Dr. Ling Awarded NIH Grant to Study Right Ventricle Dysfunction in Peds

November 22, 2021

Bruce Ling, PhD was awarded a grant from NIH to study right ventricle dysfunction in pediatric patients. The almost $200,000 in funding will support his project: An automated system to interpret echocardiography to predict adverse outcomes in patients with right ventricular dysfunction in daily hospital practice.

"As a PhD heading a translational medicine laboratory at Stanford, I have established a lot of collaboration with my peers of physician-scientists," said Dr. Ling. "During a brainstorming session, Drs. [Charitha Doodipala] Reddy and [Doff] McElhinney came up with the idea of leveraging our lab’s deep learning experience to solve their unmet medical needs."

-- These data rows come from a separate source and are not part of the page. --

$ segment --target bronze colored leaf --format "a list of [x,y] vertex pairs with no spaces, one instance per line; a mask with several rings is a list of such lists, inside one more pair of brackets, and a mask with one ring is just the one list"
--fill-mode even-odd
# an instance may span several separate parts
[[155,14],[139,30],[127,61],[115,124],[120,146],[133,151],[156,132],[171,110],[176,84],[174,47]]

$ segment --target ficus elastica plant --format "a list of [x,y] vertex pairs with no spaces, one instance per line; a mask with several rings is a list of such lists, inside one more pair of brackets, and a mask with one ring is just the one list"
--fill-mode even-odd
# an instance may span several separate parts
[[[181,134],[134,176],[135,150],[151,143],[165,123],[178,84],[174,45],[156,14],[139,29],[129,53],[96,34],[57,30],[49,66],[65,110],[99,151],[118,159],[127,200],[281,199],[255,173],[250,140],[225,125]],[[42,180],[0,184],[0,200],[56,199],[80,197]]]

Our current most common imaging modality, echocardiograms, are notoriously not great at assessing the health of the right ventricle because of its odd shape," said Dr. Reddy, a pediatric cardiologist. "We are interested in using AI and longitudinal outcomes for some of these complex patients to be able to create a more standardized and accurate approach to assessing the health of the right ventricle."

Reddy says this will have significant downstream effects in terms of surgical decision-making, decreasing healthcare costs, and other treatment management strategies.

The team will use Tetrology of Fallot (TOF) snd pulmonary hypertension (PH) as their “abnormals” to ensure the model can differentiate between volume and pressure-loaded right ventricles. According to a 2018 paper, TOF represents approximately 7%-10% of congenital heart diseases and Reddy says PH is seen quite commonly in neonates as a secondary cause.

"I think ultimately we will likely broaden to all sorts of RV pathologies," said Reddy.